Свободен – значит, обречён
Лишённый – вернее, осознанно лишивший себя – этого человеческого нерва, этой помехи для объективных суждений и оценок, Базаров ни к чему и ни к кому по-настоящему не привязан. Он свободен! И потому обречён. Его не одолеть в словопрениях с Павлом Петровичем, да, случись, и с более опасным оппонентом. Чтобы поколебать его ледяные умозрительные конструкции, нужны мощные аргументы, не подвластные логике. Первый удар наносит ему любовь к умной, проницательной, независимой женщине – Анне Одинцовой. Артистка Инна Королёва в этом образе хороша, но, как мне кажется, слишком как-то акварельна, не хватает личностного объёма.

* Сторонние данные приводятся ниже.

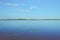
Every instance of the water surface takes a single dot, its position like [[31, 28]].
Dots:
[[29, 29]]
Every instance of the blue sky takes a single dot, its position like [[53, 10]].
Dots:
[[29, 8]]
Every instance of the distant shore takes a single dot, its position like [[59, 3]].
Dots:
[[29, 19]]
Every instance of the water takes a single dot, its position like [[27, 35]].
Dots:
[[29, 29]]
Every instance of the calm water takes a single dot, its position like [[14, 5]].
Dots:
[[29, 29]]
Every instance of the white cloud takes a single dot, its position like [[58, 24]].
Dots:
[[29, 9]]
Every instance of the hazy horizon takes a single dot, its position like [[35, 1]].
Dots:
[[29, 8]]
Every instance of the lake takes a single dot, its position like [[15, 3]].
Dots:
[[29, 29]]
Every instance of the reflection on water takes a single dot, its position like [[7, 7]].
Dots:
[[29, 30]]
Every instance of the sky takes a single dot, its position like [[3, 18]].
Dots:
[[29, 8]]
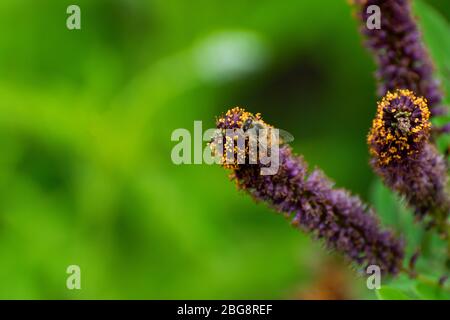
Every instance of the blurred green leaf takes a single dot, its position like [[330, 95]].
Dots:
[[389, 293], [431, 292], [394, 213]]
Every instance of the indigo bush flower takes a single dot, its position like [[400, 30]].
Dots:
[[403, 62], [309, 200], [403, 156]]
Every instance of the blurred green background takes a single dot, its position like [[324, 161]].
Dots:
[[86, 117]]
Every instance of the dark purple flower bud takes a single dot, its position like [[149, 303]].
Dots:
[[403, 157], [333, 215], [403, 62]]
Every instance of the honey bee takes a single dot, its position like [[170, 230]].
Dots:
[[256, 124]]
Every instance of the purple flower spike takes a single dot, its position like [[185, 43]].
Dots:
[[341, 220], [403, 62], [403, 157]]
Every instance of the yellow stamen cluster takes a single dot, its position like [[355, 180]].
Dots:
[[400, 127]]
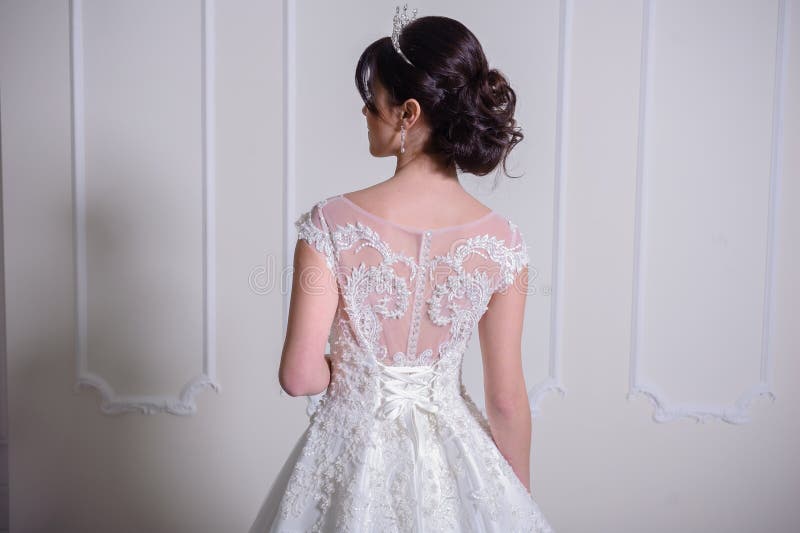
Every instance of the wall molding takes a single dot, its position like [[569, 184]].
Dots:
[[667, 409], [183, 402]]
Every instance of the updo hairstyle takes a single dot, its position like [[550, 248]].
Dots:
[[469, 106]]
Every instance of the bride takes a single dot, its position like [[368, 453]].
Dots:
[[397, 276]]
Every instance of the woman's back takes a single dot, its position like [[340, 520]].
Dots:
[[410, 293], [396, 443]]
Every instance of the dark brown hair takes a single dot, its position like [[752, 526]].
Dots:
[[469, 106]]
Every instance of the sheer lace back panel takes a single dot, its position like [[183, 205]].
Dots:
[[410, 296]]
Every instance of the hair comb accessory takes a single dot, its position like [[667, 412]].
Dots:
[[400, 22]]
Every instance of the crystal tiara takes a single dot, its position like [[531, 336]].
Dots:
[[400, 22]]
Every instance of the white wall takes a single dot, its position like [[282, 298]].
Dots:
[[600, 462]]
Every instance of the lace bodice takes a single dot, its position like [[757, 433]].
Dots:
[[396, 444], [410, 295]]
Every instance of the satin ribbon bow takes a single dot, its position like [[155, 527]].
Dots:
[[404, 389]]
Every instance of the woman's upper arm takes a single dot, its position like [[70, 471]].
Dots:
[[500, 330], [313, 301], [500, 333]]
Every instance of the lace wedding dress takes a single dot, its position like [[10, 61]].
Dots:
[[396, 444]]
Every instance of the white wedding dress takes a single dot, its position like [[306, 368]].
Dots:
[[396, 444]]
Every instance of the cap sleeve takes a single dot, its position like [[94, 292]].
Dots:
[[312, 227], [516, 257]]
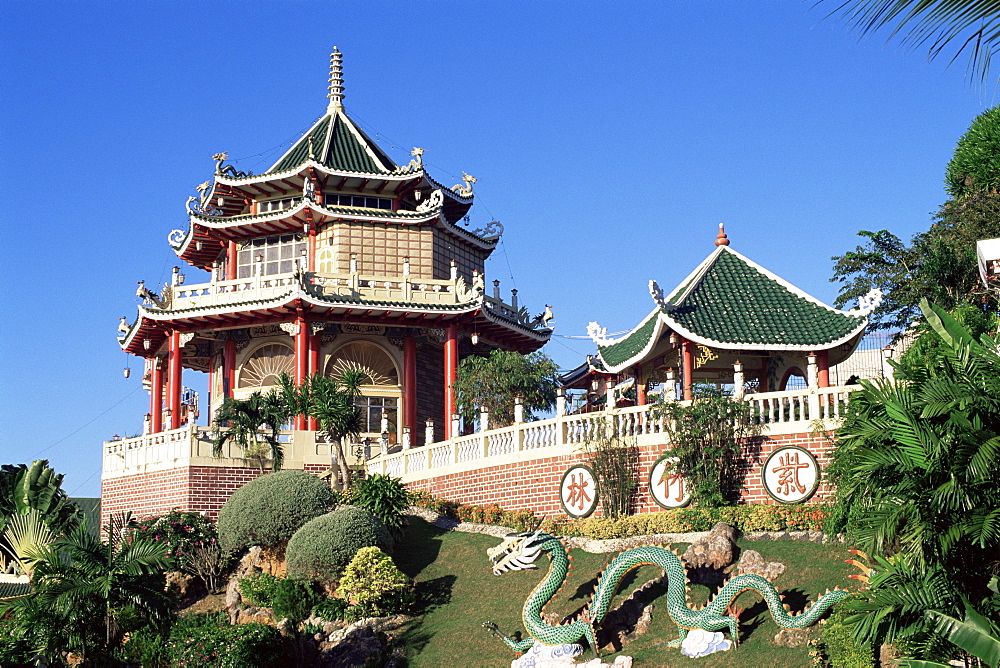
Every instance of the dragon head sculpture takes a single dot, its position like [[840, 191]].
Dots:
[[517, 552]]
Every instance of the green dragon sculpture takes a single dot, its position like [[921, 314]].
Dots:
[[519, 551]]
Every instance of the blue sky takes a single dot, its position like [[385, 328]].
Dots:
[[610, 139]]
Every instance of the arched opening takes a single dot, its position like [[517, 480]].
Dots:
[[793, 379], [262, 367], [380, 390]]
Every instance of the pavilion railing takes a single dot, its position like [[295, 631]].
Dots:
[[788, 411]]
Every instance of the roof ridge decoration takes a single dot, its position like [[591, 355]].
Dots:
[[336, 86]]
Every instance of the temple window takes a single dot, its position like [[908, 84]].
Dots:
[[363, 201], [277, 204], [274, 255], [264, 365]]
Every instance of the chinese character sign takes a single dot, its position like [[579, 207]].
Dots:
[[790, 475], [666, 484], [578, 491]]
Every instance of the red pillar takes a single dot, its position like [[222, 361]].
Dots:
[[823, 368], [687, 369], [301, 360], [640, 387], [231, 261], [410, 386], [450, 375], [174, 379], [313, 369], [229, 369], [156, 397]]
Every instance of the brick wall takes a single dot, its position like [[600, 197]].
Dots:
[[535, 484]]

Ожидаю, что Анне Дружининой роль больше придётся впору. Пубертатная злость нигилиста на охватившее его чувство, которое он не в силах отрицать, вдруг обнаруживает в нём живое, пылкое, не заледеневшее сердце. Его отважный, мужественный порыв к возлюбленной открывает цельную, богатую натуру, пугающую бездну страсти. И увлечённая не на шутку Анна отступает.
Второй – и последний – удар наносит смерть. Попробуй отрицать смерть, горько иронизирует над собой агонизирующий Евгений. Она тебя отрицает – и баста. Вот именно здесь, перед лицом небытия, у героя спектакля и случается великое прозрение. Умирающий Базаров тих, обнажён, разоружён – и прекрасен. Его завещание Анне – всем нам – просто, безыскусно, как сама природа: «Живите долго, это лучше всего, и пользуйтесь, пока есть время».

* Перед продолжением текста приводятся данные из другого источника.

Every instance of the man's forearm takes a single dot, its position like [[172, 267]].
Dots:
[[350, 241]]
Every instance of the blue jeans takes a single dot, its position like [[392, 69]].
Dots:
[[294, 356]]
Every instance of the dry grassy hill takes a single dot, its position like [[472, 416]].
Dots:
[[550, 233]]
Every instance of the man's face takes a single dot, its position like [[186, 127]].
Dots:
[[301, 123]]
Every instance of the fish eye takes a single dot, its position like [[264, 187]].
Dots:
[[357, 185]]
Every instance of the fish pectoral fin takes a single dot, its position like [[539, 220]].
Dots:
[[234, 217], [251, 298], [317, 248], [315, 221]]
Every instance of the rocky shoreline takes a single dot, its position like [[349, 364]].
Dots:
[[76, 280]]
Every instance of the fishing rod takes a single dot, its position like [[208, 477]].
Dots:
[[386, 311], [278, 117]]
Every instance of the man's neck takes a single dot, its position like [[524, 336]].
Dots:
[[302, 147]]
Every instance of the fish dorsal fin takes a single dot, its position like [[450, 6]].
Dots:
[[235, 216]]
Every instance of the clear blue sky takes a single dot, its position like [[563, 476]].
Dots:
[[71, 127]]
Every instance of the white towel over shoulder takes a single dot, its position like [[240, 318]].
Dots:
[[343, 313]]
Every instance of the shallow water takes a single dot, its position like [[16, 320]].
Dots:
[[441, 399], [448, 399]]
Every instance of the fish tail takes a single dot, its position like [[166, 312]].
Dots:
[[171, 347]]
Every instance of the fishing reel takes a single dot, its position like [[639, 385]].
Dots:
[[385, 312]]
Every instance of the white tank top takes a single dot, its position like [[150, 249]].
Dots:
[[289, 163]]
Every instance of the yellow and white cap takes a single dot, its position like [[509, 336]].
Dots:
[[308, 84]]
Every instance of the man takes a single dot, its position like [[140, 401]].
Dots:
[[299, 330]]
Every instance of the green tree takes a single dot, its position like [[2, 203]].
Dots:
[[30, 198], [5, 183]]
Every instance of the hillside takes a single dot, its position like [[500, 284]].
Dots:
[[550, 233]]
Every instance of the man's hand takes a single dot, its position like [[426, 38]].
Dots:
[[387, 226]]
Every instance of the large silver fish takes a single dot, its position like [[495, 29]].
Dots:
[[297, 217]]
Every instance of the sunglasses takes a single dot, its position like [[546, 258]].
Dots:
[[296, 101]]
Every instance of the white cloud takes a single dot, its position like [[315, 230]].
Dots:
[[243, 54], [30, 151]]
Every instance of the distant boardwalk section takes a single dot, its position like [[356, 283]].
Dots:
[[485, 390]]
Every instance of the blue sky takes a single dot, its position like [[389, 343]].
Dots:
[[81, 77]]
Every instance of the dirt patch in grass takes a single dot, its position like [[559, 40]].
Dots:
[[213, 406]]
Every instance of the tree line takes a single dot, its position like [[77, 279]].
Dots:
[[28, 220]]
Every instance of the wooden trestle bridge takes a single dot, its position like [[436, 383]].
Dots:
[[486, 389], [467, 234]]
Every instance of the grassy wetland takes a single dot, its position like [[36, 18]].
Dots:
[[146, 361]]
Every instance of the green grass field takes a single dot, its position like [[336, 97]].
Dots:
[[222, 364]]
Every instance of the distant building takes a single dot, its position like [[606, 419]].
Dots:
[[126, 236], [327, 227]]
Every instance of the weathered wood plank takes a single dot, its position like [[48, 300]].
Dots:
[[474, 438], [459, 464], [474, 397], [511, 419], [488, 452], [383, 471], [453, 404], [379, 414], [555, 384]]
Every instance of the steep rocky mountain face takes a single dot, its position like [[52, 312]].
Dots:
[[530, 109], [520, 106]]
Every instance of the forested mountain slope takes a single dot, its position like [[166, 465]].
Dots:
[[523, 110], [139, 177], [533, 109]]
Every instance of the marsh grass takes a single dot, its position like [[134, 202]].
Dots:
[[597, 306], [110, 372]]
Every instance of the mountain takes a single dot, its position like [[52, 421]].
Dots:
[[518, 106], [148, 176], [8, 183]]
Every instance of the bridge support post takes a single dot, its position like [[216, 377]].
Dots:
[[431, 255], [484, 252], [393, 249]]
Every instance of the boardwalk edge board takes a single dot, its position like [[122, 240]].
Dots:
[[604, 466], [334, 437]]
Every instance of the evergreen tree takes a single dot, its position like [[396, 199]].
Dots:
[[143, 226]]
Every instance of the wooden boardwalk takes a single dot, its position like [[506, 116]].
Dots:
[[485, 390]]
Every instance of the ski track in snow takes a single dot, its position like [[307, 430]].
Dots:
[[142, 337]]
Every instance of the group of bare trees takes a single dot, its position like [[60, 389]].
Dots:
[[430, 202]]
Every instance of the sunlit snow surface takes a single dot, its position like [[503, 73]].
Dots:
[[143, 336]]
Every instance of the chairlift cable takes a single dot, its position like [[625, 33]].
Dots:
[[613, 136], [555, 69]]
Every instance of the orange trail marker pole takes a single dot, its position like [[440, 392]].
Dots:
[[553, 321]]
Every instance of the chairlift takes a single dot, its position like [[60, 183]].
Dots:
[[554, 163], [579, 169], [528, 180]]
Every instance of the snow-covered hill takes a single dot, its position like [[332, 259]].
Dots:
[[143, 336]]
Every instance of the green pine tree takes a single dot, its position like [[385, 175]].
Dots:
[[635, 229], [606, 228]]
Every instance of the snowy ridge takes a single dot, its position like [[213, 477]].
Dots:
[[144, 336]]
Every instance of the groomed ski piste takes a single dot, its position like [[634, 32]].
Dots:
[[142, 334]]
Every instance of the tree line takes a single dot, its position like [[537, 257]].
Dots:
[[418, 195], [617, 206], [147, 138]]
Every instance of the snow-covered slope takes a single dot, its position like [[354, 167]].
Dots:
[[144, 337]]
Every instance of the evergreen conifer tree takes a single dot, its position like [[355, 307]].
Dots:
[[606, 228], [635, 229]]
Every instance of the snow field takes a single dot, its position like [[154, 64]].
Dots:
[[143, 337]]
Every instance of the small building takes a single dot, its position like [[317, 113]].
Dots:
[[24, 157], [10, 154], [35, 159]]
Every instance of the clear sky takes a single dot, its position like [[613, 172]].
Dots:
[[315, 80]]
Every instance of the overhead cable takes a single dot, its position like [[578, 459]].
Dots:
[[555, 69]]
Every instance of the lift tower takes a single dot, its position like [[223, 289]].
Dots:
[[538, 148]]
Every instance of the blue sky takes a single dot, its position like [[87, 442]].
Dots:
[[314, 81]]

Живите. Не смыслы изыскивайте, а саму жизнь. В самых «банальных» её проявлениях, в сердечной простоте. Всегда и всюду. А особенно в России. Помните трагические, уже напрочь лишённые воинственности слова героя: «Я нужен России… Нет, видно, не нужен. Да и кто нужен?»

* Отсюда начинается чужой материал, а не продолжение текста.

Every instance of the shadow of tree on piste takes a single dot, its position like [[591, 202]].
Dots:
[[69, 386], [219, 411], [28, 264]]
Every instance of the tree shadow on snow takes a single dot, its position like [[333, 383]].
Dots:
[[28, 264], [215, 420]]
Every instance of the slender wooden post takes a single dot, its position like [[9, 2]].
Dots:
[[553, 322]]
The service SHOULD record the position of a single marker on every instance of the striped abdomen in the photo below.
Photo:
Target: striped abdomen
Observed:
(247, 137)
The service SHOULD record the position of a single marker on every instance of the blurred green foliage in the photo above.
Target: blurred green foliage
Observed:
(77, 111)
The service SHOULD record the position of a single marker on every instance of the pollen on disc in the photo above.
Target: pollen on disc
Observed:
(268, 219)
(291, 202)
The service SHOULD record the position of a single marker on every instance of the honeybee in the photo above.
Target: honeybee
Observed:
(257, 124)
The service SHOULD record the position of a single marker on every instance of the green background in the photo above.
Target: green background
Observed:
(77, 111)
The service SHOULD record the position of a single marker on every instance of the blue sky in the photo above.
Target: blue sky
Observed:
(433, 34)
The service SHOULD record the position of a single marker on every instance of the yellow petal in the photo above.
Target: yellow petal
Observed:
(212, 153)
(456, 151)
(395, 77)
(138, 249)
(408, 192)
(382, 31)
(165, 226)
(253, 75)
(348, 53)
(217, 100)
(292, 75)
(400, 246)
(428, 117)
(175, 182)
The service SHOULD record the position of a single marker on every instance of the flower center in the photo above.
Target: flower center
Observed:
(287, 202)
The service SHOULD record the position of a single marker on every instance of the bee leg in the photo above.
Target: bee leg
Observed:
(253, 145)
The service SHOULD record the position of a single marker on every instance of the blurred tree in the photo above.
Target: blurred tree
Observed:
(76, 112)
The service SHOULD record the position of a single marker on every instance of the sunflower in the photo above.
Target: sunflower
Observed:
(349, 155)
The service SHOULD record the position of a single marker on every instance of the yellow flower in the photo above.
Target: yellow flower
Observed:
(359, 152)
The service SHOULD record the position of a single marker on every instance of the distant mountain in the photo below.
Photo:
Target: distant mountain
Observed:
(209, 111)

Загадка сфинкса: кто нужен?
Помните, Анна спрашивала Евгения: «К чему вы себя готовите? Какая будущность ожидает вас?» А кем бы стал нигилист в самом деле, не случись этого злосчастного заражения? Неужели свил бы гнездо с блистательной Одинцовой, попал бы «в галки», как Аркадий Кирсанов? Чтобы потом, подобно Николаю Петровичу (артист Артём Довгополый), виолончельные флажолеты по вечерам выводить? Немыслимо и представить. Во что же тогда развилось бы это базаровское имаго? Не вылупился ли бы из него «демон революции», танцующий перед свиньями Верховенский, так инфернально расцветший у Достоевского? Угадывал ли мудрый Иван Сергеевич Тургенев такие космогонические перспективы? Несомненно. Но исследовать этот путь – путь бесплодный и губительный – было бы совсем уж не по-тургеневски.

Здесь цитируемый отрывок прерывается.